The accused gunman in the Christchurch terror attack would be "the most targeted person" in prison, an expert says.
Brenton Tarrant, 28, has been warned he's a marked man by gang members, following the horrific attack on Friday at two Christchurch mosques.
One gang member told the Herald, "we've got friends inside, too". He didn't elaborate but the warning was clear.
"Threats should be taken very seriously," said Canterbury University criminologist Greg Newbold, who has spent time in prison himself earlier in his life.
"I would take that very seriously and I would say he would be in extreme danger.
"There will be people in prison who will be pretty angry about it, particularly the fact that he's a white supremacist."
He said the majority of the prison population was non-white and Tarrant would not be able to find any white supremacists to band together with, as they were outnumbered in prison and tended to "keep their heads pretty bloody low".
There were "little pockets" of white supremacy in the South Island, but if Tarrant was to be found guilty and be convicted of the massacre he would likely serve his time in a maximum security facility in Auckland.
It was possible he could spend the rest of his life in segregation, and at least the next five to 10 years in "effective" solitary confinement.
"There's a lot [of people] in segs who would get at him as well . . . he would have to be in highly-segregated conditions.
"If he's convicted, he will be effectively in solitary for a long, long time . . . he will be locked up most of the time in his own cell."

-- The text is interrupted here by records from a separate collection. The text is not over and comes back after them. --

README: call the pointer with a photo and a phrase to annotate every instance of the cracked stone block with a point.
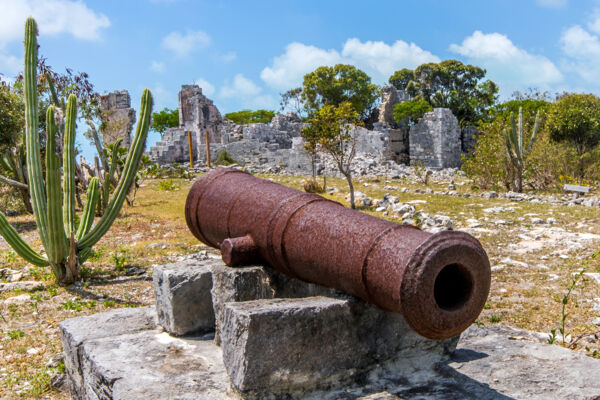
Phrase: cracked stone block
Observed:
(75, 331)
(284, 344)
(183, 297)
(121, 355)
(237, 284)
(307, 344)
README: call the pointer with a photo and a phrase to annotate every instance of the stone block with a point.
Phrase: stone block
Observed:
(296, 346)
(287, 344)
(75, 331)
(234, 285)
(183, 297)
(120, 355)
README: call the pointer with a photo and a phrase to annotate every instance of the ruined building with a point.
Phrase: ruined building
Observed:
(435, 141)
(117, 116)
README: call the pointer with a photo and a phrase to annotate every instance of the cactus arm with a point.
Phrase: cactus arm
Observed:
(14, 240)
(114, 159)
(52, 90)
(129, 172)
(87, 217)
(520, 131)
(69, 167)
(514, 138)
(536, 127)
(13, 183)
(84, 254)
(98, 144)
(510, 148)
(57, 242)
(34, 170)
(6, 162)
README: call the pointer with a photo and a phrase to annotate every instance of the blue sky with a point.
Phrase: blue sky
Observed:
(245, 53)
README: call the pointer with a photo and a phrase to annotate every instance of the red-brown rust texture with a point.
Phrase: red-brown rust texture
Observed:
(438, 282)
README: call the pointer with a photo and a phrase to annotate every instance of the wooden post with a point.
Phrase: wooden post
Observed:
(207, 150)
(190, 147)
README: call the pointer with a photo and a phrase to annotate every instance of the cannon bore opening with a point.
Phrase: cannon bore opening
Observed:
(453, 287)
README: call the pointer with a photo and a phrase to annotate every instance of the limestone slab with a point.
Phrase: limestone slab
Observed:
(237, 284)
(124, 357)
(183, 297)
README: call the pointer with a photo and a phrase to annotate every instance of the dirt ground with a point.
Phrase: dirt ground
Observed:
(533, 265)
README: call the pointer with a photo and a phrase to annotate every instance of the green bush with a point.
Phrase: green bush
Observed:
(250, 117)
(411, 110)
(224, 159)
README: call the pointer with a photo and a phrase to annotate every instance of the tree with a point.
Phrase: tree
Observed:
(411, 110)
(449, 84)
(251, 117)
(165, 119)
(401, 78)
(331, 129)
(517, 148)
(336, 85)
(292, 99)
(575, 119)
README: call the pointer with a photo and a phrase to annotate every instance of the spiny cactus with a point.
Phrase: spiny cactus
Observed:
(66, 244)
(514, 145)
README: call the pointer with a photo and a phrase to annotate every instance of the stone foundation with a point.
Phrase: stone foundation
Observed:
(277, 343)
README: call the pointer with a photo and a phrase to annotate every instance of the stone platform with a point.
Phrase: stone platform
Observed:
(251, 333)
(124, 355)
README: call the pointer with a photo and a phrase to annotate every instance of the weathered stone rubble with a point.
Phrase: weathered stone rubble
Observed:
(436, 141)
(118, 116)
(310, 348)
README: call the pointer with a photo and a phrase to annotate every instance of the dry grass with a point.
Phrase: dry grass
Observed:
(526, 290)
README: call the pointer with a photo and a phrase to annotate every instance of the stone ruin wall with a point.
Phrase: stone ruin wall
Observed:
(436, 141)
(117, 116)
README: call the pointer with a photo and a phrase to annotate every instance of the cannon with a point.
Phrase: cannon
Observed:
(438, 282)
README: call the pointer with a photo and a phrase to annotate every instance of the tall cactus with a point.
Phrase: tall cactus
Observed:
(514, 145)
(66, 244)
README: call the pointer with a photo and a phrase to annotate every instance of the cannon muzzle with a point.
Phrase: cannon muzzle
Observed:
(438, 282)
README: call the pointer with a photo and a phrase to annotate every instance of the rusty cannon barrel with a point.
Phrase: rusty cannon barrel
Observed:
(438, 282)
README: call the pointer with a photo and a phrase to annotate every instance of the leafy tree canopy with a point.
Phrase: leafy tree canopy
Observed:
(251, 117)
(411, 110)
(331, 130)
(575, 118)
(165, 119)
(449, 84)
(336, 85)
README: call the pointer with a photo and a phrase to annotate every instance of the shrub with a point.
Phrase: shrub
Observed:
(250, 117)
(224, 159)
(312, 186)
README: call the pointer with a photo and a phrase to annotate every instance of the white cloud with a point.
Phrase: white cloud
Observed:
(594, 23)
(208, 89)
(240, 87)
(226, 57)
(287, 70)
(552, 3)
(157, 66)
(378, 59)
(53, 17)
(184, 44)
(244, 93)
(583, 50)
(507, 64)
(381, 60)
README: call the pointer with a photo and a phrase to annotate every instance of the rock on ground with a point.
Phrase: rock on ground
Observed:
(123, 356)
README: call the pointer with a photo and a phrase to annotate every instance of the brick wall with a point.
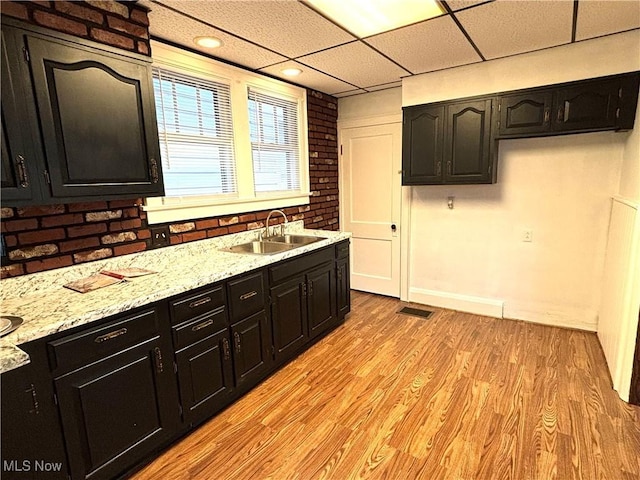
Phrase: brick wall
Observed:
(53, 236)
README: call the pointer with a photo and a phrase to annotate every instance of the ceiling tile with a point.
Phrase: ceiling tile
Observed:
(309, 77)
(355, 63)
(504, 27)
(597, 18)
(408, 45)
(456, 5)
(165, 24)
(287, 27)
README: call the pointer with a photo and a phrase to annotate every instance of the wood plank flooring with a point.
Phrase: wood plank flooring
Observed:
(455, 396)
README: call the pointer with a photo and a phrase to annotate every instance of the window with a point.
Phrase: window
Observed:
(231, 141)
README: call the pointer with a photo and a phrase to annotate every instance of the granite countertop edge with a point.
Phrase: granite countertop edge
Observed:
(47, 307)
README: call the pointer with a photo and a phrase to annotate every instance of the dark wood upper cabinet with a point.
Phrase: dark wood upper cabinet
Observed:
(89, 114)
(422, 139)
(522, 114)
(467, 145)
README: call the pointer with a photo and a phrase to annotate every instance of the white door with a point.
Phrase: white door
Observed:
(371, 193)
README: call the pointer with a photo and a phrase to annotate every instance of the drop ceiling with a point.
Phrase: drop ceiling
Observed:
(270, 35)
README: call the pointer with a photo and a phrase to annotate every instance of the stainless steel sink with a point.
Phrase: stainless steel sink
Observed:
(262, 248)
(297, 240)
(277, 244)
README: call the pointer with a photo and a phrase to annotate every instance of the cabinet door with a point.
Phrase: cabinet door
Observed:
(525, 114)
(468, 142)
(588, 106)
(116, 411)
(205, 376)
(19, 150)
(321, 299)
(344, 287)
(288, 317)
(98, 120)
(251, 349)
(422, 137)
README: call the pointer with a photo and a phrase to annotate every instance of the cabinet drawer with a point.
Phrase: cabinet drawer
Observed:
(246, 296)
(99, 342)
(298, 265)
(197, 304)
(342, 250)
(199, 328)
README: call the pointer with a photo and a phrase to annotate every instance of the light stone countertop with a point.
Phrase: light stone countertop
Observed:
(47, 307)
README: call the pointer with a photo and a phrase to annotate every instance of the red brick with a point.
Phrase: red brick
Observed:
(40, 210)
(59, 23)
(140, 16)
(87, 206)
(127, 27)
(68, 219)
(41, 236)
(143, 47)
(130, 248)
(205, 224)
(237, 228)
(142, 234)
(79, 244)
(19, 225)
(15, 270)
(49, 264)
(76, 10)
(16, 10)
(216, 232)
(91, 255)
(111, 38)
(86, 230)
(192, 236)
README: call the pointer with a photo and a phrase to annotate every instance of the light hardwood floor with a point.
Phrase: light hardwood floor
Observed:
(456, 396)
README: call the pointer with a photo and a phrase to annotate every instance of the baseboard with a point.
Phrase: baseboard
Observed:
(455, 301)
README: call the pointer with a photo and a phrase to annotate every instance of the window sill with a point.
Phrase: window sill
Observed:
(161, 210)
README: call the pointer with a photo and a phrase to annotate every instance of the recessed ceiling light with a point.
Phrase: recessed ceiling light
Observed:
(364, 18)
(291, 72)
(208, 42)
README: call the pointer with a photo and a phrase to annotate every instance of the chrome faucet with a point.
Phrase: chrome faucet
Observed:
(266, 228)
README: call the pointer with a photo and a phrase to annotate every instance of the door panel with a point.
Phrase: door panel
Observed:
(371, 190)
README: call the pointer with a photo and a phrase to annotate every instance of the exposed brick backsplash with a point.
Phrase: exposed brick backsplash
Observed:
(119, 24)
(39, 238)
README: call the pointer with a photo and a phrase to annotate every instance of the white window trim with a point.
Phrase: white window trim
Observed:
(171, 209)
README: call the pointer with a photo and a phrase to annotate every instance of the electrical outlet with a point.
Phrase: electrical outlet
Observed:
(159, 236)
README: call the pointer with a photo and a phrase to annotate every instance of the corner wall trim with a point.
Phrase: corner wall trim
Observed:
(465, 303)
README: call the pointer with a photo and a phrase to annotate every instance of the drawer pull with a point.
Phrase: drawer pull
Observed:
(202, 325)
(110, 335)
(198, 303)
(225, 349)
(246, 296)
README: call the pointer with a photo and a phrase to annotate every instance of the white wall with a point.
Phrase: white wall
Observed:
(473, 257)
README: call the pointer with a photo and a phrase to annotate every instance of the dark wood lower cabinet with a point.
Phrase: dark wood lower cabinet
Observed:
(205, 376)
(116, 411)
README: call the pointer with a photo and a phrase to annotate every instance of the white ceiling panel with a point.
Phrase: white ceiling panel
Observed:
(309, 78)
(504, 27)
(355, 63)
(597, 18)
(163, 25)
(409, 45)
(285, 26)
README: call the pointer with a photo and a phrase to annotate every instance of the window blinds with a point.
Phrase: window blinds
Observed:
(275, 146)
(196, 135)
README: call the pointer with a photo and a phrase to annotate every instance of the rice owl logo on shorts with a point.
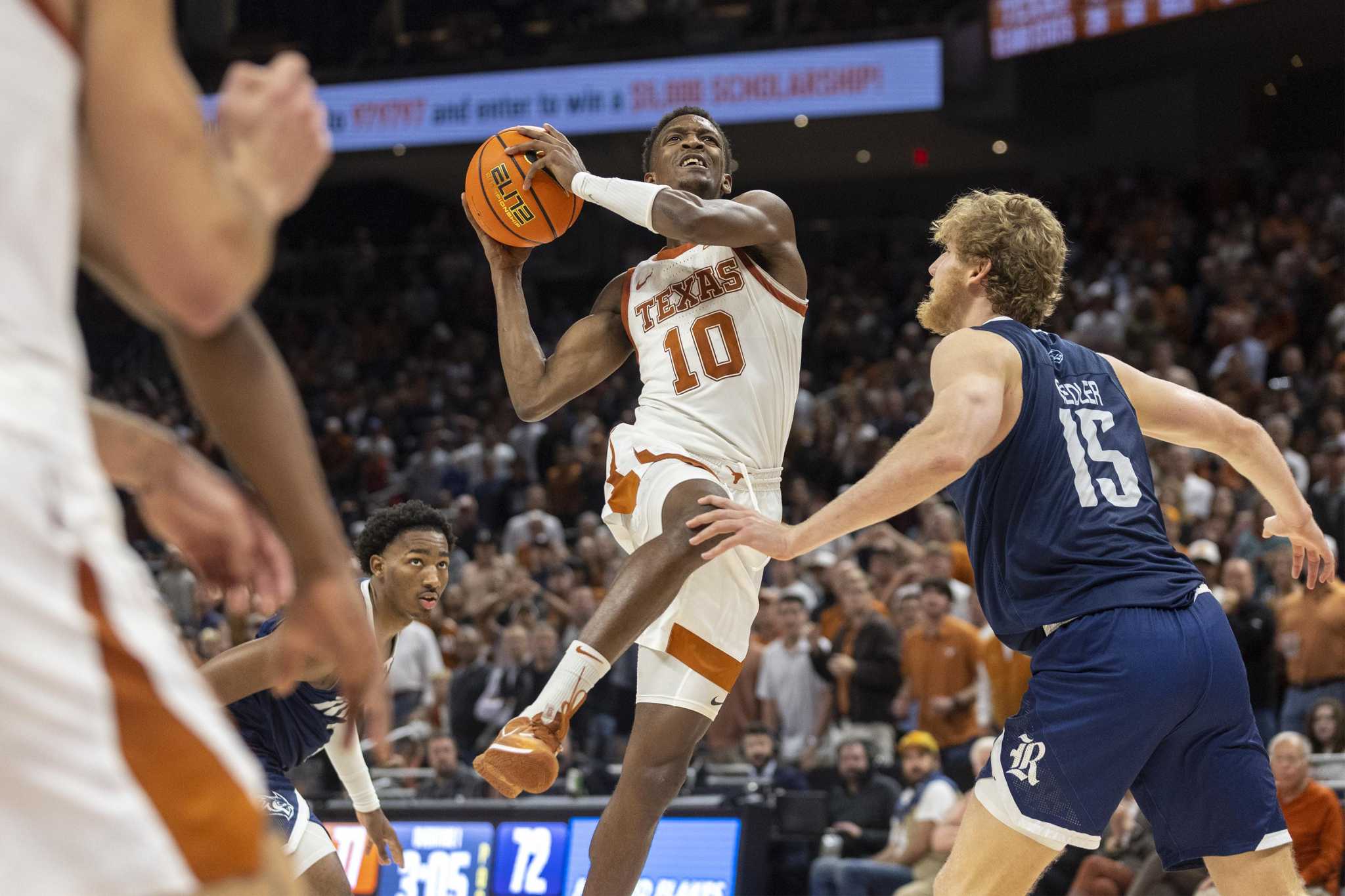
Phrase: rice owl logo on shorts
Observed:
(1025, 758)
(509, 198)
(277, 805)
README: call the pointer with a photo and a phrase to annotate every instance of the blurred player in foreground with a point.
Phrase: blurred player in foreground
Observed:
(716, 323)
(110, 740)
(1137, 679)
(404, 550)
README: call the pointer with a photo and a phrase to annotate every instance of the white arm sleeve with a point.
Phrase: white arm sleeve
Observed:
(349, 761)
(631, 199)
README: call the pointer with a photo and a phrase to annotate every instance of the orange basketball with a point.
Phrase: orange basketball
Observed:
(503, 209)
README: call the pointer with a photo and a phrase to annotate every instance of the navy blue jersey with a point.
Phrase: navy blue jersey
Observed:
(1061, 516)
(286, 731)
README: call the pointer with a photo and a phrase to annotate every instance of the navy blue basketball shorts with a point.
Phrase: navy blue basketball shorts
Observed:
(305, 839)
(1146, 700)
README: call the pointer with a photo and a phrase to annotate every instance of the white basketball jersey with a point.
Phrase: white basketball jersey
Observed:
(42, 362)
(720, 344)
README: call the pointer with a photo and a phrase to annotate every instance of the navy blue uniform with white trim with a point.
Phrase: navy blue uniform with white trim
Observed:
(286, 731)
(1137, 679)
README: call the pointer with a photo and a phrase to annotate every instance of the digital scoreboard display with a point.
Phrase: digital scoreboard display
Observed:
(1019, 27)
(689, 857)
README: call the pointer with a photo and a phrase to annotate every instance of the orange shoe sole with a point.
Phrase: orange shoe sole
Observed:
(494, 779)
(513, 773)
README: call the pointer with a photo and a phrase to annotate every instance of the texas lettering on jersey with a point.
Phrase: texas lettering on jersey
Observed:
(699, 286)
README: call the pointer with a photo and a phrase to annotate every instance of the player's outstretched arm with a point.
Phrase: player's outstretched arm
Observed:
(194, 223)
(240, 386)
(590, 351)
(254, 667)
(970, 371)
(349, 761)
(1180, 416)
(186, 501)
(755, 218)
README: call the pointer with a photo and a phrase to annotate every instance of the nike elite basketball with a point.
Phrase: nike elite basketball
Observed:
(503, 209)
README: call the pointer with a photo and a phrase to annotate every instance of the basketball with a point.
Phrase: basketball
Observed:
(503, 209)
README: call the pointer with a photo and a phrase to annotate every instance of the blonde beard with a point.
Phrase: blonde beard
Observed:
(940, 312)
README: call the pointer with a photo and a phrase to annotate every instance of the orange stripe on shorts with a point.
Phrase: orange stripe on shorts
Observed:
(703, 657)
(214, 822)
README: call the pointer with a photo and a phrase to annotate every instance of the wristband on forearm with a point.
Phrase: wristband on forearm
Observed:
(349, 761)
(631, 199)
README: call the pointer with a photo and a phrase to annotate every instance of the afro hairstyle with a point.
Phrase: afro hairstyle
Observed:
(648, 152)
(385, 526)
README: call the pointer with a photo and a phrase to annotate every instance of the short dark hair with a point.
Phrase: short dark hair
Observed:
(864, 743)
(937, 585)
(385, 526)
(648, 151)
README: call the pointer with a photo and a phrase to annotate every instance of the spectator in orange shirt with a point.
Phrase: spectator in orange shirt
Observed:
(1310, 628)
(864, 666)
(831, 620)
(939, 660)
(1312, 812)
(1006, 679)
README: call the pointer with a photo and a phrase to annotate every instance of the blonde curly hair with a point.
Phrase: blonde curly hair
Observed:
(1024, 244)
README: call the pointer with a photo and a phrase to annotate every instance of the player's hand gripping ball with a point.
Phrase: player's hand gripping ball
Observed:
(505, 207)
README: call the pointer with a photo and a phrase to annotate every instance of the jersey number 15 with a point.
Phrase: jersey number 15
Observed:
(1125, 489)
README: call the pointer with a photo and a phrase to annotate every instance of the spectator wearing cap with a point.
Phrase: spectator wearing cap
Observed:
(1312, 637)
(1254, 626)
(794, 700)
(864, 666)
(452, 778)
(939, 666)
(908, 855)
(860, 812)
(946, 832)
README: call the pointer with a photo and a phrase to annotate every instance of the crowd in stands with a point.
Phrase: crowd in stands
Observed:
(872, 672)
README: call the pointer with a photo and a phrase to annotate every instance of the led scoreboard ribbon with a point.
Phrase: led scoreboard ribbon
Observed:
(1026, 26)
(774, 85)
(689, 857)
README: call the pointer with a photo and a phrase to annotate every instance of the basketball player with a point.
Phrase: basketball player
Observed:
(716, 323)
(110, 743)
(1137, 679)
(404, 550)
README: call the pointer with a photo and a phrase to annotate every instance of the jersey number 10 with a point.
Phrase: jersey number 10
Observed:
(732, 364)
(1088, 423)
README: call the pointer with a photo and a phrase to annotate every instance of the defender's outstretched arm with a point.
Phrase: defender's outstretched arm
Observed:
(1180, 416)
(970, 372)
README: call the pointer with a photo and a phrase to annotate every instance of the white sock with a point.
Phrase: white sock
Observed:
(579, 671)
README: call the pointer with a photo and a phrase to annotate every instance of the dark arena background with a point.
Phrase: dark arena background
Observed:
(1191, 148)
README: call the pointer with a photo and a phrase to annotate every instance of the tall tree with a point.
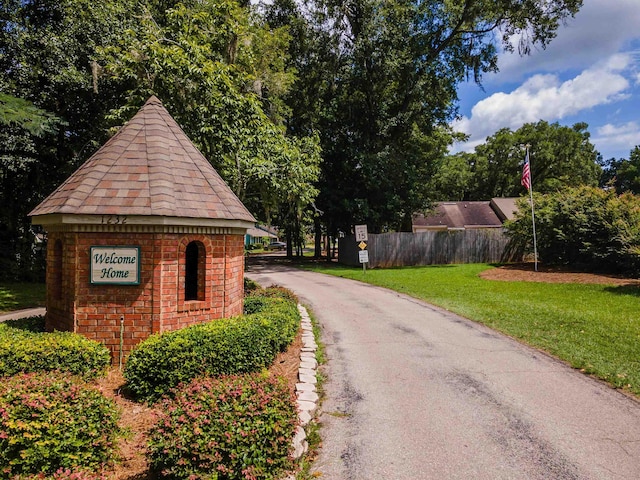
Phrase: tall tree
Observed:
(383, 76)
(560, 157)
(54, 117)
(221, 73)
(624, 174)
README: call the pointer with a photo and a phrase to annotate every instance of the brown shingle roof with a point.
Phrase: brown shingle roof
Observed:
(149, 167)
(459, 215)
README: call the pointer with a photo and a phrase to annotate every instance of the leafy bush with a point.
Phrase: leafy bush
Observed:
(64, 474)
(50, 422)
(227, 428)
(24, 347)
(276, 291)
(584, 227)
(250, 286)
(242, 344)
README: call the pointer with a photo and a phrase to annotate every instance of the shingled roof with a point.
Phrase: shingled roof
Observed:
(149, 168)
(459, 215)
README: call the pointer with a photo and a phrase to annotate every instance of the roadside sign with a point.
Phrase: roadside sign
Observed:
(361, 233)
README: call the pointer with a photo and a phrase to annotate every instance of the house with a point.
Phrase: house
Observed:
(259, 235)
(466, 215)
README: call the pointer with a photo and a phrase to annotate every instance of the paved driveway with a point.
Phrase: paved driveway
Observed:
(415, 392)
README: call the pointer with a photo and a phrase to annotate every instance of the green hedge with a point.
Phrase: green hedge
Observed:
(24, 347)
(584, 227)
(242, 344)
(227, 428)
(50, 423)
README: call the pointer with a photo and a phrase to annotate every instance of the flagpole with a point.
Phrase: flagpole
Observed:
(533, 216)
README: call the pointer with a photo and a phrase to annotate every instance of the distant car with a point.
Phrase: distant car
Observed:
(276, 246)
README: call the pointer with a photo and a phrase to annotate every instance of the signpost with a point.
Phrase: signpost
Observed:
(115, 265)
(363, 254)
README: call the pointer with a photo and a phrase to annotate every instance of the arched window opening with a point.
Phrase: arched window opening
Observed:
(194, 272)
(57, 270)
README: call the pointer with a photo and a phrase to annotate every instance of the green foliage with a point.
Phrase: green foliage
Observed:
(242, 344)
(624, 174)
(25, 347)
(591, 327)
(52, 113)
(583, 227)
(222, 74)
(50, 422)
(250, 286)
(228, 428)
(560, 157)
(378, 80)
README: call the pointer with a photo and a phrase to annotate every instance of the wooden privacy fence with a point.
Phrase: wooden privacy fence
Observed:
(429, 248)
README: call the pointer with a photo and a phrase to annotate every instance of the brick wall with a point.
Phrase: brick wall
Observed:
(158, 303)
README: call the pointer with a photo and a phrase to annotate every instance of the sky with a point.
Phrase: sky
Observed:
(589, 73)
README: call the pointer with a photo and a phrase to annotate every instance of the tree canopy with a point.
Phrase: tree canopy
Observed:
(378, 80)
(560, 157)
(71, 71)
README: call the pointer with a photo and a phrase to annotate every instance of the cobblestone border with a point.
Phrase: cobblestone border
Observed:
(307, 396)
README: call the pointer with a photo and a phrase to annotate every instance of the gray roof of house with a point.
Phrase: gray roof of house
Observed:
(459, 215)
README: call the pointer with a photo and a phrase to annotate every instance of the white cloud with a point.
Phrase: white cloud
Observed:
(545, 96)
(600, 29)
(618, 137)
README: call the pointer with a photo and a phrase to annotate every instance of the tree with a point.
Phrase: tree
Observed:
(583, 227)
(560, 157)
(53, 117)
(379, 78)
(221, 73)
(624, 174)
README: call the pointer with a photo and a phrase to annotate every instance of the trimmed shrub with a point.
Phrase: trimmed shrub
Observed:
(584, 227)
(250, 286)
(276, 291)
(24, 347)
(52, 423)
(64, 474)
(228, 428)
(242, 344)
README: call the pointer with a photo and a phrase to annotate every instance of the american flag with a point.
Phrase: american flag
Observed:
(526, 173)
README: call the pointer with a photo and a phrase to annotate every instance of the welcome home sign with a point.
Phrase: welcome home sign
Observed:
(115, 265)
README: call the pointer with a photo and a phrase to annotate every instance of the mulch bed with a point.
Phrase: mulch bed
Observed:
(525, 272)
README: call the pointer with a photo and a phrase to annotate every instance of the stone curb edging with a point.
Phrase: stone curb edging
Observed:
(307, 397)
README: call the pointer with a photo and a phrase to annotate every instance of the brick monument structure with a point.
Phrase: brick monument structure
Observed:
(144, 237)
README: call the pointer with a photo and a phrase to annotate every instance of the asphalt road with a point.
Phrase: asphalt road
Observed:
(415, 392)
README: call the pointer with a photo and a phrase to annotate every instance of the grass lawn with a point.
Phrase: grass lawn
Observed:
(15, 296)
(595, 328)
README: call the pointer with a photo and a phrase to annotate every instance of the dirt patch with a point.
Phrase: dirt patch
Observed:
(137, 419)
(525, 272)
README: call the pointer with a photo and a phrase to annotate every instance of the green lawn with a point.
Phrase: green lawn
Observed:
(595, 328)
(15, 296)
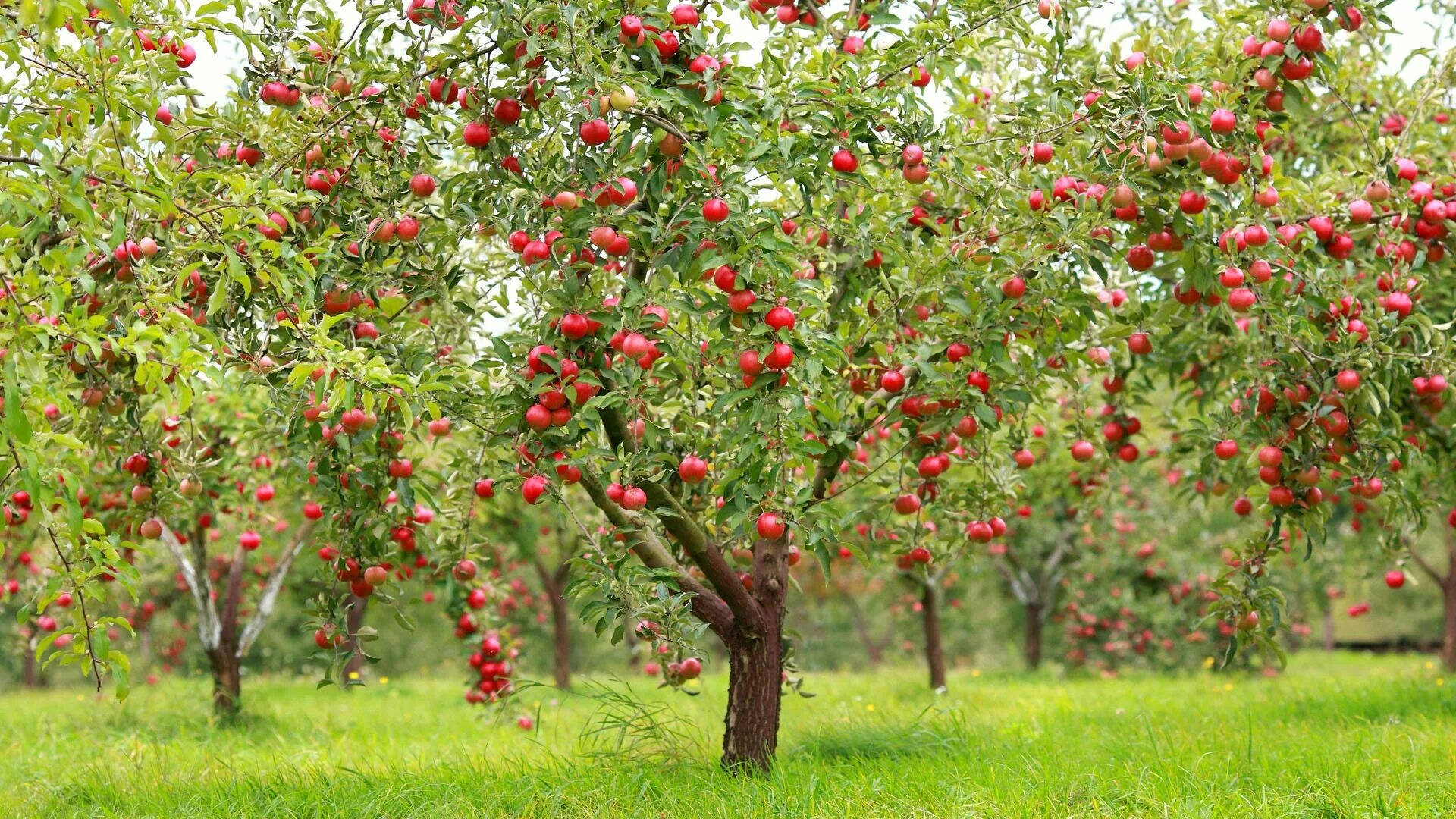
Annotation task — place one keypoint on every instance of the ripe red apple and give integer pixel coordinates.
(692, 469)
(715, 210)
(769, 526)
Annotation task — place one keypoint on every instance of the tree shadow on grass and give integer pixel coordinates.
(932, 732)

Newbold said Tarrant "could easily be killed" in prison so would have to removed from most human contact.
"At the moment he would certainly be by far the most targeted person. There's not many people with much sympathy for that, even the white supremacists.
"Most racists in this country, they're not like Hitler, they don't want to exterminate people they just don't like Asians or don't like Muslims or don't like people who aren't white. They don't want to kill them all."
Tarrant had sacrificed his whole life "for a fairly indefinite outcome", and his alleged actions had had the opposite effect of what he would have wanted.
"What these kinds of things do is they bring people together in mutual condemnation of acts like that," Newbold said.
Corrections chief custodial officer Neil Beales has confirmed Tarrant is being held in a specialist security facility under 24-hour observation while he waits on remand for his trial.